JNU Teachers’ Body Extends Support To Students Protest, Seek VC’s Scalp

Students are demanding roll back of hostel fees, dress code, curfew timings

The Jawaharlal Nehru University Teachers’ Association (JNUTA) has come out in support of the ongoing student agitation, which broke out into a massive protest on Monday during Vice President M Venkaiah Naidu visit to the campus for the convocation function.

The teachers’ body held the vice-chancellor M Jagadish Kumar squarely responsible for the unrest and demanded his resignation, alleging that the students were brutally beaten up by the police at the behest of the VC. “The police action was clearly only to defend the obstinate refusal of the VC to engage in any dialogue with students on their concerns”,” JNUTA president D K Lobiyal said in a statement.

The student agitation, which has stretched for almost two weeks now, took a dramatic turn on Monday. The agitators clashed with the police when they were stopped from marching to the convocation venue. Soon, the clashes escalated into a huge protest as hundreds of students joined in with placards. At one point, the police were seen using water cannons to control the situation.

Some media reports also claimed that Minister of Human Resource and Development Ramesh Pokhriyal Nishank, who had come for the convocation, was not allowed to leave the campus till around 5 PM.

The Ministry, though, in a tweet said Nishank met some students and assured to find a solution to their issues soon.


Till the time of filing this report, the students were continuing with their protest, seeking to meet the VC.

Their demand:
Withdrawal of the draft hostel manual, which they claimed has provisions for the hostel fee hike, dress code and curfew timings.

Avdesh Kumar, a student of Economics from Bihar, told Odisha Bytes that he might have to leave his course midway if the university does not roll back the fee hike. “The hike of Rs 7500 proposed per month is equal to my family income back home. It’s beyond comprehension for me,” he said.

Kumar said most of his fellow inmates in Ganga hostel in the campus, are from lower-income families and have made it to JNU only through merit.

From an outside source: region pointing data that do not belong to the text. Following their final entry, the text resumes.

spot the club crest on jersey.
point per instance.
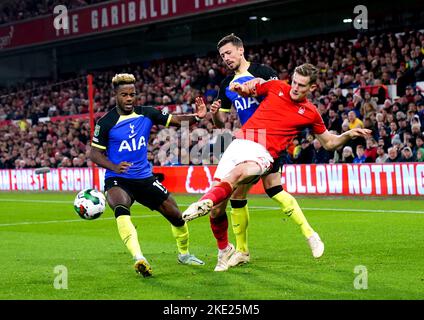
(96, 130)
(132, 145)
(245, 103)
(132, 133)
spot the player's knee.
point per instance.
(176, 221)
(121, 210)
(217, 211)
(271, 192)
(238, 203)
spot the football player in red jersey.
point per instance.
(281, 116)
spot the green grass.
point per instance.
(40, 231)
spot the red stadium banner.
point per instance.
(110, 16)
(389, 179)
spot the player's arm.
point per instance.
(98, 156)
(331, 141)
(254, 87)
(219, 116)
(176, 120)
(166, 119)
(221, 107)
(98, 147)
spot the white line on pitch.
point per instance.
(66, 221)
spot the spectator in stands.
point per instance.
(347, 155)
(420, 155)
(360, 154)
(381, 155)
(354, 122)
(407, 155)
(371, 150)
(393, 155)
(320, 155)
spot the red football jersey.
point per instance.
(279, 119)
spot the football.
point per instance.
(89, 204)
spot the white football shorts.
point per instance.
(240, 151)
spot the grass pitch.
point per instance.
(41, 235)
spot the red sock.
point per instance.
(219, 228)
(219, 193)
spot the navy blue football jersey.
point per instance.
(125, 138)
(245, 106)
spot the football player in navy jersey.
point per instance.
(119, 145)
(231, 50)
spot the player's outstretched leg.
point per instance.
(240, 222)
(291, 208)
(181, 236)
(170, 211)
(128, 234)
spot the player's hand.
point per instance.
(359, 132)
(200, 107)
(251, 84)
(215, 106)
(240, 89)
(122, 167)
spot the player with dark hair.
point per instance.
(281, 116)
(120, 145)
(231, 50)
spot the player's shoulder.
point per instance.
(227, 80)
(262, 69)
(148, 111)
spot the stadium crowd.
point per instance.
(18, 10)
(352, 91)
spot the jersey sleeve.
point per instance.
(267, 73)
(318, 127)
(225, 102)
(263, 89)
(101, 134)
(157, 117)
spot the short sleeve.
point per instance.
(262, 89)
(318, 127)
(158, 117)
(222, 95)
(101, 135)
(267, 73)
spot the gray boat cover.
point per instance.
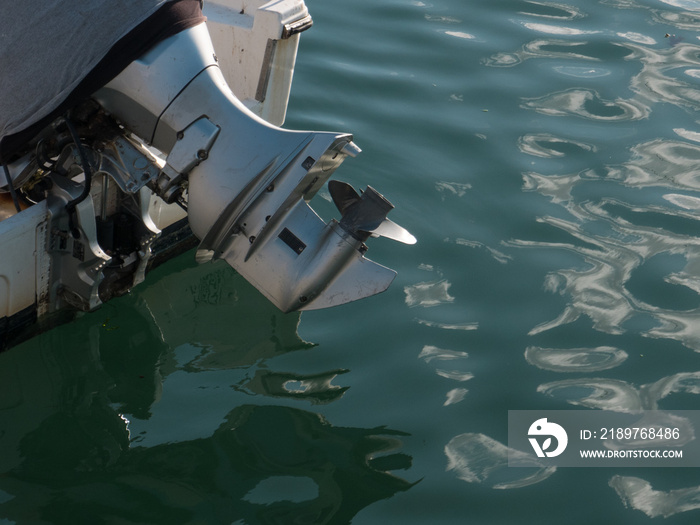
(48, 46)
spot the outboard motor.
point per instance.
(246, 183)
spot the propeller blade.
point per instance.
(391, 230)
(343, 195)
(365, 215)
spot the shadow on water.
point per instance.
(166, 410)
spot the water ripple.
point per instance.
(638, 493)
(477, 458)
(620, 396)
(547, 145)
(428, 294)
(575, 359)
(588, 104)
(549, 49)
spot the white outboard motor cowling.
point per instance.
(248, 183)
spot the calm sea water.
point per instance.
(545, 154)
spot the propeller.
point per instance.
(365, 215)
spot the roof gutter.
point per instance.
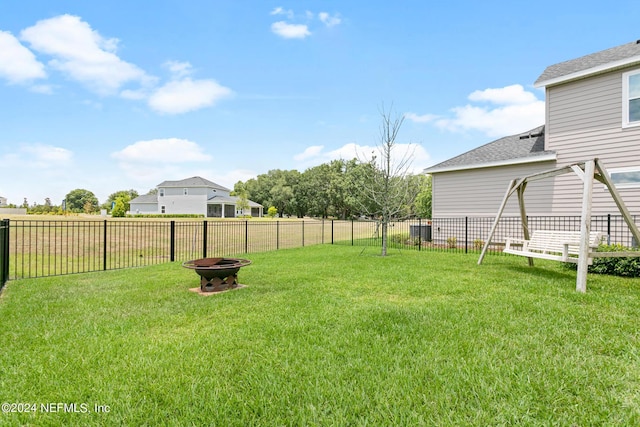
(589, 71)
(543, 158)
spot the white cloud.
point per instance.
(425, 118)
(162, 151)
(290, 31)
(179, 69)
(181, 96)
(309, 153)
(82, 53)
(315, 155)
(514, 110)
(508, 95)
(328, 20)
(17, 63)
(280, 11)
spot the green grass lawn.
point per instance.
(325, 335)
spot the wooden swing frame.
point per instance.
(587, 171)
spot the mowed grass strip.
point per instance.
(326, 335)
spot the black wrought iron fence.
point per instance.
(48, 248)
(4, 252)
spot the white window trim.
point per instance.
(625, 100)
(622, 170)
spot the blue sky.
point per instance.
(114, 95)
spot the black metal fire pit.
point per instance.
(217, 274)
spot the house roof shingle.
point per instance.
(145, 198)
(194, 181)
(619, 56)
(520, 148)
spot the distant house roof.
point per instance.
(231, 200)
(145, 198)
(526, 147)
(194, 181)
(606, 60)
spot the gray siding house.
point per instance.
(194, 195)
(592, 110)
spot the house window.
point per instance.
(631, 98)
(626, 177)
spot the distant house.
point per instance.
(194, 195)
(592, 110)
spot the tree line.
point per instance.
(336, 189)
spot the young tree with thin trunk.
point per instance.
(384, 186)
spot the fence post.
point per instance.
(172, 249)
(104, 246)
(205, 226)
(4, 252)
(466, 234)
(332, 232)
(246, 236)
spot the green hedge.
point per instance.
(165, 216)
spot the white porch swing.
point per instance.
(567, 246)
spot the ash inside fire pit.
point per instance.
(217, 274)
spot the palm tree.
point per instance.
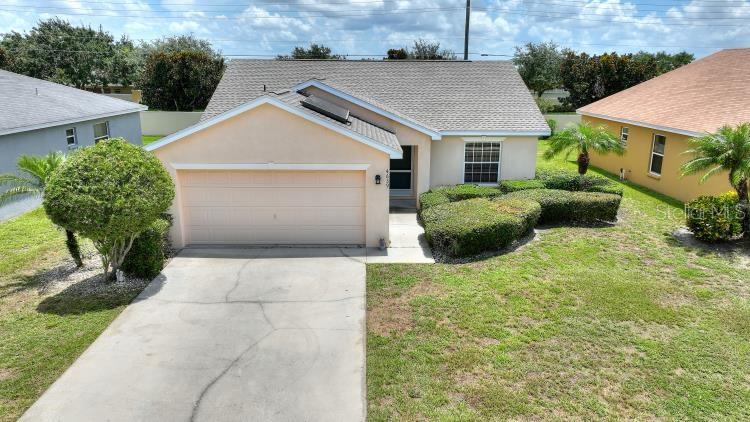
(726, 150)
(36, 172)
(581, 139)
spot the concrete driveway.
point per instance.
(253, 334)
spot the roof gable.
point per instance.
(437, 96)
(360, 131)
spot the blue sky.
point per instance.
(370, 27)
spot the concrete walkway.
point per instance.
(224, 335)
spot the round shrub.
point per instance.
(109, 192)
(507, 186)
(432, 198)
(714, 218)
(570, 180)
(146, 257)
(560, 206)
(469, 227)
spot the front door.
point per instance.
(401, 173)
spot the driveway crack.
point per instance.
(196, 406)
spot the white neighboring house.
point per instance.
(38, 117)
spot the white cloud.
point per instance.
(359, 26)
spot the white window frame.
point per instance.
(74, 135)
(106, 126)
(653, 152)
(482, 140)
(624, 134)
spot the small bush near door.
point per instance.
(714, 218)
(472, 226)
(559, 206)
(148, 253)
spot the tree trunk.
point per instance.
(583, 163)
(742, 194)
(75, 251)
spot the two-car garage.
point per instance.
(271, 174)
(268, 207)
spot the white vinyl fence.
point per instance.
(167, 122)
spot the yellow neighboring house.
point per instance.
(656, 118)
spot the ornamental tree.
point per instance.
(109, 192)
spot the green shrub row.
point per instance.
(447, 194)
(472, 226)
(560, 206)
(714, 218)
(149, 251)
(572, 181)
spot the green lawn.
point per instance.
(619, 322)
(147, 139)
(42, 333)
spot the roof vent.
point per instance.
(326, 108)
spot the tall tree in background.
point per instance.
(591, 78)
(539, 66)
(422, 50)
(315, 51)
(180, 73)
(79, 56)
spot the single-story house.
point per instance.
(311, 152)
(656, 118)
(38, 117)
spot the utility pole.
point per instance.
(466, 30)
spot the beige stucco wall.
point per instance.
(268, 134)
(517, 161)
(405, 135)
(637, 158)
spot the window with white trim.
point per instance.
(101, 131)
(657, 154)
(481, 162)
(624, 136)
(71, 138)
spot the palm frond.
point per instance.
(18, 192)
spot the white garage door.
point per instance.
(273, 207)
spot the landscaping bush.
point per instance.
(572, 181)
(714, 218)
(148, 253)
(477, 225)
(507, 186)
(432, 198)
(109, 192)
(560, 206)
(468, 191)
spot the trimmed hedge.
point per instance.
(472, 226)
(560, 206)
(146, 257)
(714, 218)
(508, 186)
(572, 181)
(432, 198)
(445, 194)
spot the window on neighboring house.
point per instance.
(481, 162)
(70, 137)
(657, 154)
(624, 136)
(101, 131)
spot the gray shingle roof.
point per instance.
(29, 103)
(356, 125)
(440, 95)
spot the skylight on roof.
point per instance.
(326, 108)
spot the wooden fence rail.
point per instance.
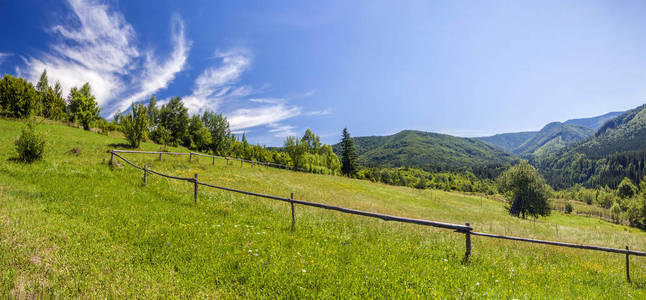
(466, 229)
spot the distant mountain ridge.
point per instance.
(427, 150)
(615, 151)
(551, 138)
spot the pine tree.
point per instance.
(42, 88)
(349, 158)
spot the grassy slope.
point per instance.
(71, 225)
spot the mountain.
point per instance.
(508, 141)
(551, 138)
(594, 123)
(617, 150)
(427, 150)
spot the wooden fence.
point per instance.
(466, 229)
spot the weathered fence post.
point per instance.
(195, 191)
(293, 215)
(467, 236)
(627, 265)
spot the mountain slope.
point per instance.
(617, 150)
(553, 137)
(508, 141)
(594, 123)
(426, 150)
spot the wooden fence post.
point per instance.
(293, 215)
(195, 191)
(467, 236)
(627, 265)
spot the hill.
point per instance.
(73, 226)
(617, 150)
(426, 150)
(553, 137)
(594, 123)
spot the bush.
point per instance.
(568, 207)
(30, 145)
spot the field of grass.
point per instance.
(71, 225)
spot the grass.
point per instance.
(71, 225)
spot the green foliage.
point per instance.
(615, 212)
(82, 106)
(349, 158)
(135, 125)
(53, 103)
(200, 137)
(218, 126)
(431, 152)
(18, 98)
(174, 117)
(160, 135)
(568, 207)
(626, 189)
(31, 144)
(526, 191)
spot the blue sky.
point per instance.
(276, 68)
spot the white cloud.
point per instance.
(323, 112)
(4, 56)
(282, 130)
(99, 47)
(257, 116)
(216, 84)
(157, 76)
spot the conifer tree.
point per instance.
(349, 158)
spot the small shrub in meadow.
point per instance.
(31, 144)
(568, 207)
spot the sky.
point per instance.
(276, 68)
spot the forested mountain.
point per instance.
(594, 123)
(617, 150)
(553, 137)
(508, 141)
(429, 151)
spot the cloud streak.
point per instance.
(99, 47)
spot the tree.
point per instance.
(218, 126)
(296, 150)
(153, 112)
(135, 125)
(17, 96)
(626, 189)
(349, 158)
(312, 141)
(42, 87)
(174, 117)
(526, 191)
(200, 137)
(53, 103)
(82, 106)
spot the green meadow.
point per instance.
(71, 225)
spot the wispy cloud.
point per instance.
(264, 115)
(4, 56)
(282, 130)
(99, 47)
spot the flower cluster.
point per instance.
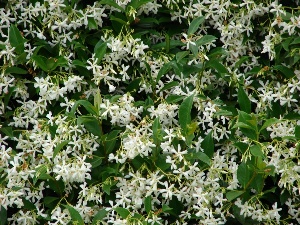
(149, 112)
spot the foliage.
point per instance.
(149, 112)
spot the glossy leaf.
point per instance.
(243, 100)
(75, 216)
(185, 113)
(194, 26)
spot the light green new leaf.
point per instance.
(195, 25)
(87, 105)
(111, 3)
(75, 216)
(256, 151)
(185, 113)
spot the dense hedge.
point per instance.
(149, 112)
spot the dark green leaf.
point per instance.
(287, 72)
(195, 24)
(205, 39)
(87, 105)
(111, 3)
(185, 113)
(243, 100)
(15, 70)
(174, 98)
(269, 122)
(111, 140)
(75, 216)
(244, 174)
(231, 195)
(148, 204)
(297, 132)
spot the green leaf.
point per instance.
(124, 213)
(91, 124)
(100, 51)
(157, 135)
(174, 98)
(147, 203)
(87, 105)
(92, 23)
(195, 25)
(166, 208)
(256, 151)
(269, 122)
(181, 55)
(59, 147)
(243, 100)
(231, 195)
(287, 72)
(244, 174)
(297, 131)
(185, 113)
(75, 216)
(3, 215)
(16, 39)
(15, 70)
(110, 140)
(99, 216)
(208, 145)
(112, 3)
(205, 39)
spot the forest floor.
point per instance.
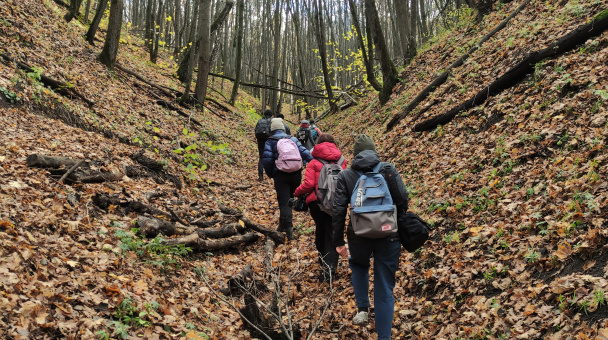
(515, 190)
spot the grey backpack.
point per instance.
(328, 177)
(372, 212)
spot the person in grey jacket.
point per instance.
(385, 251)
(285, 183)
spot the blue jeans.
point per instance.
(386, 261)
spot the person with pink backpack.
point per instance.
(283, 160)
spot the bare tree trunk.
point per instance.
(190, 52)
(408, 46)
(101, 8)
(320, 33)
(276, 62)
(86, 11)
(200, 90)
(73, 10)
(371, 78)
(300, 54)
(155, 39)
(239, 51)
(110, 48)
(176, 26)
(149, 24)
(425, 29)
(389, 72)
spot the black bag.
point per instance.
(298, 204)
(262, 129)
(413, 231)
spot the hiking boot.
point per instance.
(361, 319)
(289, 233)
(327, 277)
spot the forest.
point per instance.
(130, 203)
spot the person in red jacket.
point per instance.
(326, 150)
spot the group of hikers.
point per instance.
(376, 194)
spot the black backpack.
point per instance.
(413, 231)
(262, 128)
(303, 134)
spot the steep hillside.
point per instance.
(515, 188)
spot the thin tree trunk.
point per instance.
(190, 52)
(389, 72)
(320, 33)
(203, 65)
(239, 51)
(149, 24)
(73, 10)
(86, 11)
(110, 48)
(276, 62)
(371, 78)
(156, 32)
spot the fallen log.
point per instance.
(69, 172)
(276, 236)
(526, 66)
(42, 161)
(96, 177)
(61, 87)
(444, 76)
(310, 94)
(61, 3)
(196, 242)
(73, 172)
(143, 80)
(155, 169)
(151, 227)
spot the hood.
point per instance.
(327, 151)
(365, 160)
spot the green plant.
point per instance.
(103, 335)
(562, 302)
(35, 74)
(120, 329)
(598, 297)
(130, 315)
(12, 97)
(583, 198)
(454, 237)
(490, 275)
(532, 256)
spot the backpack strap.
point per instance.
(339, 161)
(377, 168)
(391, 181)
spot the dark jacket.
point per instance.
(271, 153)
(363, 162)
(326, 151)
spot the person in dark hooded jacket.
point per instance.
(285, 183)
(327, 151)
(385, 251)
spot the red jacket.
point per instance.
(327, 152)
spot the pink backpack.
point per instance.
(289, 159)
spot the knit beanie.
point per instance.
(277, 124)
(363, 142)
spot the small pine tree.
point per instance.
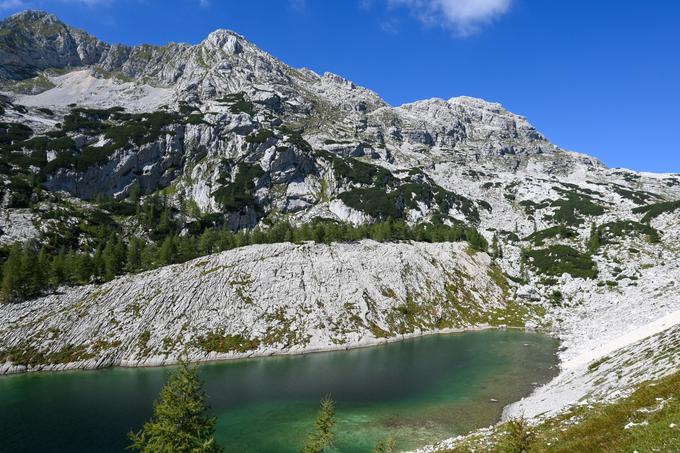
(12, 276)
(519, 437)
(594, 241)
(319, 440)
(385, 446)
(133, 257)
(179, 423)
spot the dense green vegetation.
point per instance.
(179, 422)
(30, 270)
(381, 203)
(571, 209)
(559, 259)
(609, 232)
(653, 211)
(556, 232)
(234, 196)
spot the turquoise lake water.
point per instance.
(416, 391)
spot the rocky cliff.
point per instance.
(232, 139)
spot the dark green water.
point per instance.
(417, 391)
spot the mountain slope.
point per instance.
(258, 300)
(119, 160)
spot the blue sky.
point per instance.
(600, 77)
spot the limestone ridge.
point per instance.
(231, 137)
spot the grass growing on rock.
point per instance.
(645, 421)
(653, 211)
(218, 341)
(560, 259)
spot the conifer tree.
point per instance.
(179, 422)
(319, 440)
(12, 276)
(133, 258)
(594, 239)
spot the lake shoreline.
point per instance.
(8, 369)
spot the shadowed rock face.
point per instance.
(281, 297)
(297, 146)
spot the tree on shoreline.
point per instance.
(319, 440)
(179, 422)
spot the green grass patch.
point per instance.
(653, 211)
(559, 259)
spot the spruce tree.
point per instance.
(319, 440)
(179, 422)
(594, 239)
(11, 276)
(133, 259)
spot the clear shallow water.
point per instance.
(417, 391)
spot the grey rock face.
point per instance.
(287, 298)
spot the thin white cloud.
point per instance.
(298, 5)
(463, 17)
(11, 4)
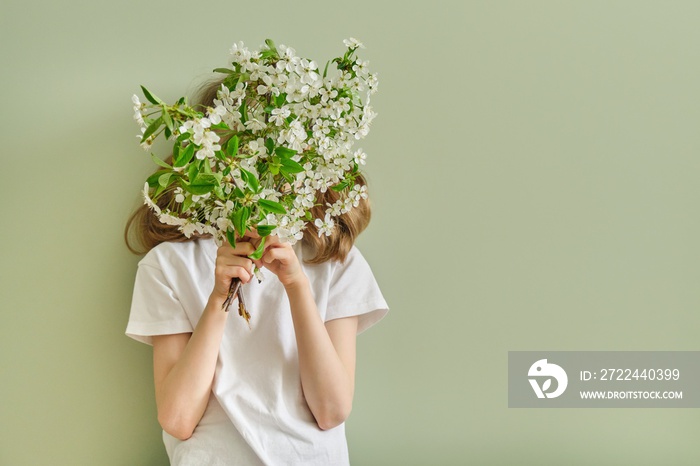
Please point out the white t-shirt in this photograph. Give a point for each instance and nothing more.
(257, 413)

According to JNUTA statement, many teachers spoke at the assembly organised by the association and drew out the implications of the hostel fee hike for a large number of students from underprivileged backgrounds, who have so far been able to both enter and successfully study in JNU. “They also highlighted the larger process of assault on inclusive public higher education, and the concerted agenda of destroying JNU. The huge hike in hostel charges is one major part of this agenda,” the statement added.